Control criterion: An individual/organization is recognized as a controlling person if: share of participation >25%, or >10% provided that the share of Russian residents in the company is >50%.
Taxation of CFC Profits
The controlling person must include the undistributed profit of the CFC in their tax base proportionally to their share. Personal income tax or corporate profit tax at Russian rates.
Threshold: CFC profit <10 million rubles — is not included in the base of the controlling person.
Exemptions: Active companies (>80% active income); companies in countries with a double tax treaty (DTT) and real presence (substance); public companies; banks and insurance companies.
CFC Documentation
The controlling person is obliged to: (1) notify the Federal Tax Service (FTS) of participation in foreign organizations (within 30 days after change of share); (2) notify FTS about CFC (by March 20 of the year following the year of profit recognition of the CFC); (3) attach the CFC’s financial statements to the notification.

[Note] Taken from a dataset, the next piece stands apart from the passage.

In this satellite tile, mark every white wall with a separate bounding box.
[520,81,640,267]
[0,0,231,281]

Penalties: failure to submit notification — 500 thousand rubles for each CFC; failure to pay tax — 20% or 40% (intentional).
Practical Assignment
A Russian resident (citizen) owns: (1) 100% of a BVI company (passive holding, undistributed profit — $1 million), (2) 30% of a Cypriot operating company (active trading business, profit — €500 thousand). Determine: (1) Is each company a CFC? (2) What profit is included in the Russian resident’s tax base? (3) Are there any exemptions?